We know the 136 inst/cycle matches with E3 but the DOTs/cycle don't. There are NV patents for geometry shaders/programmable primitive processors etc. The 24 PS units will largely remain unmodified but the vertex/geometry pipeline/triangle setup will get modified so that micro-polygons can get shaded like conventional fragments using the PS units!
*Warning: Extreme speculation!*
Reyes isn't just about micropolygons... First you bound every object in camera space, then it's size is tested and if it's too big, it'll be splitted. Any primitive that's outside of the view frustrum gets culled immediately. This loop continues until a given limit is reached, then each small primitive enters the pipeline indipendently. This is where it gets converted into a grid, which is diced into micropolygons. So at this point a large amount of the scene has already been thrown out.
PRMan then shades every vertex of the grid using a SIMD approach, and only after this will the grid undergo the hidden surface evaluation. It's performed in this order because a displacement shader usually moves vertices and thus the results from hiding before shading could be wrong. Micropolygons are tested individually, so you'll have to split the grid apart for this. This approach to visibility testing also means that geometry AA is decoupled from shading AA (which is dependent on the actual size of the micropolygons, ie. grid vertex density).
Motion blur is performed by shading the primitive's vertices at the starting point of its motion, and the movement is always linear. This creates a result that's phisically wrong, but the speed hit is very small for it.
I'm not a coding expert, but I can see the following possible issues with a hw-based reyes renderer:
The efficiency is optimized for huge scene sizes and HOS geometry. Small, simple scenes actually render pretty slow.

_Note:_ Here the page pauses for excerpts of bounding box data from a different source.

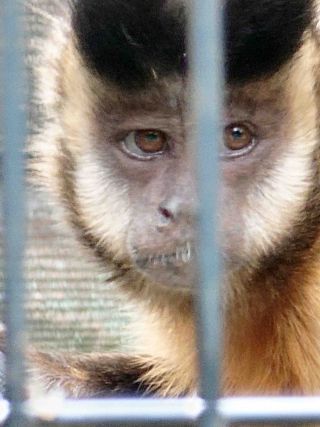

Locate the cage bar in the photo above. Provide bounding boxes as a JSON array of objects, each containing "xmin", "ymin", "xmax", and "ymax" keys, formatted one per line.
[
  {"xmin": 190, "ymin": 0, "xmax": 224, "ymax": 427},
  {"xmin": 1, "ymin": 0, "xmax": 26, "ymax": 426}
]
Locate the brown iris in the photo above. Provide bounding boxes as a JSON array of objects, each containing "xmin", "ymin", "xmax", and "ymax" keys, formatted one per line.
[
  {"xmin": 135, "ymin": 130, "xmax": 167, "ymax": 154},
  {"xmin": 224, "ymin": 123, "xmax": 254, "ymax": 151}
]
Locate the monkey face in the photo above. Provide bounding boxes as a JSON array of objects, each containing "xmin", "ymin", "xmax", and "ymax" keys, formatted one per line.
[{"xmin": 31, "ymin": 0, "xmax": 318, "ymax": 289}]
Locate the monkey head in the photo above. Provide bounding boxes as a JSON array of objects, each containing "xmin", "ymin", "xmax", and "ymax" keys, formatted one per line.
[{"xmin": 33, "ymin": 0, "xmax": 319, "ymax": 289}]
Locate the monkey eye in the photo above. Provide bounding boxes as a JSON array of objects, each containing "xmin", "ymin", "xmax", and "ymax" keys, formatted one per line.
[
  {"xmin": 224, "ymin": 123, "xmax": 256, "ymax": 157},
  {"xmin": 122, "ymin": 129, "xmax": 169, "ymax": 159}
]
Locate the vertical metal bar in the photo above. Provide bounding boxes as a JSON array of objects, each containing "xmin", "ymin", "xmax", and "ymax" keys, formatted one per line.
[
  {"xmin": 190, "ymin": 0, "xmax": 223, "ymax": 427},
  {"xmin": 1, "ymin": 0, "xmax": 26, "ymax": 427}
]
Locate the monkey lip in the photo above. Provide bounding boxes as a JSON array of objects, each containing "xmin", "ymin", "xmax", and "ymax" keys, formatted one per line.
[{"xmin": 134, "ymin": 242, "xmax": 194, "ymax": 269}]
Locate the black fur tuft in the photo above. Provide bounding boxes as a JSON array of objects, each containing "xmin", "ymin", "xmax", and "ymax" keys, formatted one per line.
[
  {"xmin": 73, "ymin": 0, "xmax": 186, "ymax": 87},
  {"xmin": 225, "ymin": 0, "xmax": 312, "ymax": 81},
  {"xmin": 73, "ymin": 0, "xmax": 312, "ymax": 88}
]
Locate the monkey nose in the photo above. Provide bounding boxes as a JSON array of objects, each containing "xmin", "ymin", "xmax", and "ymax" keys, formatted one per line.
[{"xmin": 158, "ymin": 197, "xmax": 194, "ymax": 229}]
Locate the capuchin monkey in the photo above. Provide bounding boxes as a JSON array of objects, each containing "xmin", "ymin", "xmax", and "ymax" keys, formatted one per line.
[{"xmin": 18, "ymin": 0, "xmax": 320, "ymax": 397}]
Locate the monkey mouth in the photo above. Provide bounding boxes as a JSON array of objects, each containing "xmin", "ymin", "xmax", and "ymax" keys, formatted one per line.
[{"xmin": 134, "ymin": 242, "xmax": 194, "ymax": 269}]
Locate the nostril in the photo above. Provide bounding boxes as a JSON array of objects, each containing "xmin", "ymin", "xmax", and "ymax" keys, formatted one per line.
[{"xmin": 159, "ymin": 206, "xmax": 173, "ymax": 220}]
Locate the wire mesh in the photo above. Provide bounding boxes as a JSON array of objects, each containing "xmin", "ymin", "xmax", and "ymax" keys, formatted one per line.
[{"xmin": 0, "ymin": 0, "xmax": 320, "ymax": 427}]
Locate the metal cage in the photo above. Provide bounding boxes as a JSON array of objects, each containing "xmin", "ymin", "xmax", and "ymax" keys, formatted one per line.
[{"xmin": 0, "ymin": 0, "xmax": 320, "ymax": 427}]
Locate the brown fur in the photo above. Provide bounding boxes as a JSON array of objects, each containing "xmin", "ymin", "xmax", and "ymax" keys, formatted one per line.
[{"xmin": 20, "ymin": 0, "xmax": 320, "ymax": 397}]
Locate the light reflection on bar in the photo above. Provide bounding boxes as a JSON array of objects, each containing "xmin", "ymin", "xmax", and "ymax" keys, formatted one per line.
[
  {"xmin": 190, "ymin": 0, "xmax": 224, "ymax": 427},
  {"xmin": 0, "ymin": 0, "xmax": 26, "ymax": 426}
]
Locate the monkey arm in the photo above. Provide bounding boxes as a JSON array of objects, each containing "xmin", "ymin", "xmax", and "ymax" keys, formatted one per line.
[{"xmin": 28, "ymin": 351, "xmax": 156, "ymax": 398}]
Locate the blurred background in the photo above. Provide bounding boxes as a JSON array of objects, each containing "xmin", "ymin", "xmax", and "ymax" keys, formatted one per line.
[{"xmin": 0, "ymin": 0, "xmax": 130, "ymax": 351}]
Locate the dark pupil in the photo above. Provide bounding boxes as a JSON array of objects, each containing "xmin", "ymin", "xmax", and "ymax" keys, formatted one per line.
[
  {"xmin": 232, "ymin": 127, "xmax": 244, "ymax": 139},
  {"xmin": 146, "ymin": 132, "xmax": 159, "ymax": 142}
]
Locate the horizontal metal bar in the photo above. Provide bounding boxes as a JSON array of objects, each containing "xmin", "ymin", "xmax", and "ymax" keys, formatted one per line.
[
  {"xmin": 25, "ymin": 396, "xmax": 205, "ymax": 427},
  {"xmin": 217, "ymin": 397, "xmax": 320, "ymax": 425},
  {"xmin": 0, "ymin": 396, "xmax": 320, "ymax": 427}
]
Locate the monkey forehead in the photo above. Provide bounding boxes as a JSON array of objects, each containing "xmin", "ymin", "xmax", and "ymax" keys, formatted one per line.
[{"xmin": 72, "ymin": 0, "xmax": 313, "ymax": 88}]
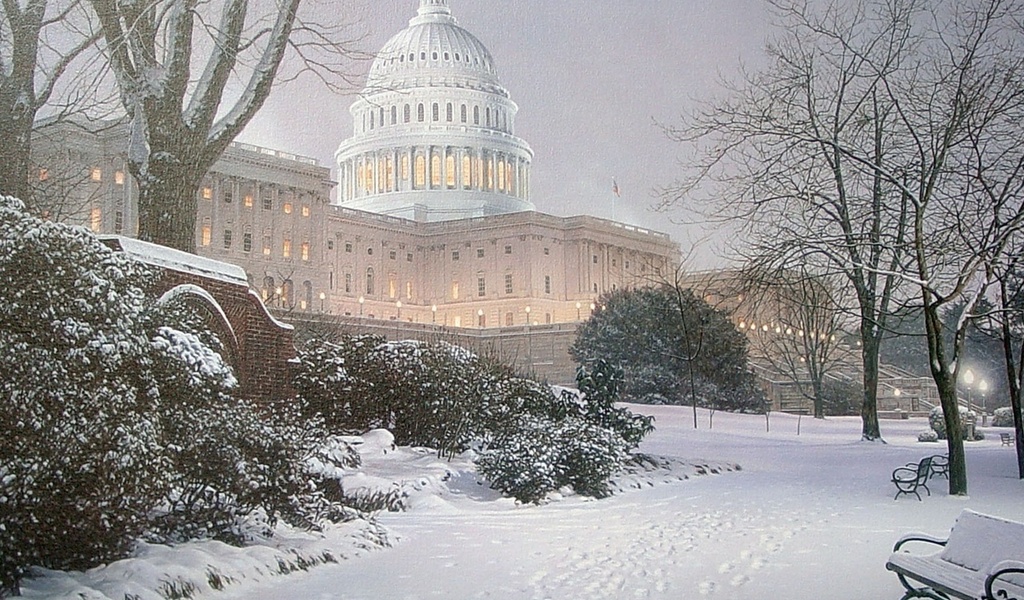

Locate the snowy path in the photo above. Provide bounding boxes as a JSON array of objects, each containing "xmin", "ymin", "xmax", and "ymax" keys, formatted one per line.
[{"xmin": 223, "ymin": 408, "xmax": 1024, "ymax": 600}]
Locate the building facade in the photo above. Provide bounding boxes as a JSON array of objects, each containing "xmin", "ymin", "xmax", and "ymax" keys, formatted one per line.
[{"xmin": 34, "ymin": 0, "xmax": 679, "ymax": 335}]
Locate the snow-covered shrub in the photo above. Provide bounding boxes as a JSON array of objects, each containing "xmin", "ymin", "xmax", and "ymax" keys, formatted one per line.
[
  {"xmin": 0, "ymin": 198, "xmax": 168, "ymax": 589},
  {"xmin": 992, "ymin": 406, "xmax": 1014, "ymax": 427}
]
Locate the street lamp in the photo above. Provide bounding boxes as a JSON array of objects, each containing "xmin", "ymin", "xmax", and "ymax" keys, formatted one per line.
[{"xmin": 964, "ymin": 369, "xmax": 974, "ymax": 413}]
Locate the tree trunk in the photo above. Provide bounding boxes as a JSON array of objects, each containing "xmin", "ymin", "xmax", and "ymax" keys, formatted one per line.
[
  {"xmin": 133, "ymin": 155, "xmax": 205, "ymax": 254},
  {"xmin": 860, "ymin": 320, "xmax": 882, "ymax": 441}
]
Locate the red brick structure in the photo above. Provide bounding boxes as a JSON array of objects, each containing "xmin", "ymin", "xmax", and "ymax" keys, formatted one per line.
[{"xmin": 102, "ymin": 235, "xmax": 295, "ymax": 401}]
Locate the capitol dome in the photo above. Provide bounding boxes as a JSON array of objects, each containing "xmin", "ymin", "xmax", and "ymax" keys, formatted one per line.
[{"xmin": 335, "ymin": 0, "xmax": 534, "ymax": 221}]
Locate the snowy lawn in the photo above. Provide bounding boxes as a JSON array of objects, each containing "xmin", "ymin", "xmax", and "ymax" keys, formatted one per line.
[{"xmin": 19, "ymin": 405, "xmax": 1024, "ymax": 600}]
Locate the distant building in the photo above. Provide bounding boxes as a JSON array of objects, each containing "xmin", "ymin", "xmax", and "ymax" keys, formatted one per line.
[{"xmin": 34, "ymin": 0, "xmax": 679, "ymax": 329}]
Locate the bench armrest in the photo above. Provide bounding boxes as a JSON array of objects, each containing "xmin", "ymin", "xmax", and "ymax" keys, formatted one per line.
[
  {"xmin": 893, "ymin": 533, "xmax": 949, "ymax": 552},
  {"xmin": 985, "ymin": 560, "xmax": 1024, "ymax": 598}
]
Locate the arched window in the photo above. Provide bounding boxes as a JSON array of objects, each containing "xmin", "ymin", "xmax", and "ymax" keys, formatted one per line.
[
  {"xmin": 415, "ymin": 155, "xmax": 427, "ymax": 187},
  {"xmin": 430, "ymin": 155, "xmax": 441, "ymax": 187}
]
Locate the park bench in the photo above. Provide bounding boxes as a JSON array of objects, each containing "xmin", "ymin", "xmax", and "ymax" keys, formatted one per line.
[
  {"xmin": 886, "ymin": 510, "xmax": 1024, "ymax": 600},
  {"xmin": 892, "ymin": 455, "xmax": 949, "ymax": 500}
]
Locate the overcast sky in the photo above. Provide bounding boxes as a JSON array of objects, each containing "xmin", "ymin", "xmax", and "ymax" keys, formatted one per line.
[{"xmin": 239, "ymin": 0, "xmax": 768, "ymax": 267}]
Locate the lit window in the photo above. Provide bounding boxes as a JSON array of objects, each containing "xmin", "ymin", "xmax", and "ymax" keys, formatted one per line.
[{"xmin": 415, "ymin": 157, "xmax": 427, "ymax": 187}]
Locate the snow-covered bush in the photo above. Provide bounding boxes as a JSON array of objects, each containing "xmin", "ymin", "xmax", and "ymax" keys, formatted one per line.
[
  {"xmin": 992, "ymin": 406, "xmax": 1014, "ymax": 427},
  {"xmin": 293, "ymin": 337, "xmax": 653, "ymax": 502},
  {"xmin": 0, "ymin": 198, "xmax": 169, "ymax": 589}
]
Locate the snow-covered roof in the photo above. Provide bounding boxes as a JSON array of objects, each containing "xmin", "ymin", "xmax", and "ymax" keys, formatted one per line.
[{"xmin": 99, "ymin": 235, "xmax": 249, "ymax": 288}]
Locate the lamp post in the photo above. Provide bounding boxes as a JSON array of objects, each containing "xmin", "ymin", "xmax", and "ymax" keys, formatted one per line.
[{"xmin": 964, "ymin": 369, "xmax": 974, "ymax": 413}]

PRMan relies heavily on background storage and caching for both geometry and texture data. The way the pipeline works means that you can stream data through it from disk, and throw away a lot of data as soon as it's been processed.
But you do have to keep one information for each pixel, and that is a list of micropolygon vertices that cover any sampling points under that pixel. That's because primitives are streamed in no particular order and the pixel cannot be computed until all the geometry has been processed. This is a HUGE amount of data. PRMan overcomes this problem by bucket rendering, which is basically tiling; so primitives will also get sorted when they're bound in the first stage of the pipeline. This also means that the whole geometry database has to be kept in memory, as a tradeoff for huge lists of visible points.
Implementing Reyes in hardware means that it most likely has to be some sort of a deferred renderer. With offline rendering, PRMan already has the scene data written out to disk in RIB files (which can take more than 50% of total rendering time to create from Maya scenes or whatever), but in a realtime enviroment you have to capture it.
Also, dicing up primitives into grids and then into micropolygons can not be done with a vertex shader AFAIK, and Cell's SPEs probably don't have the bandwith to feed the RSX with micropolygons, that'd then had to be written out into some memory once the shading has been done. Working with tiles, this memory should be located on the chip - but can it store enough data for nextgen complexity?
All in all, Reyes is highly unlikely IMHO, perhaps even for the PS4/Xwhatever.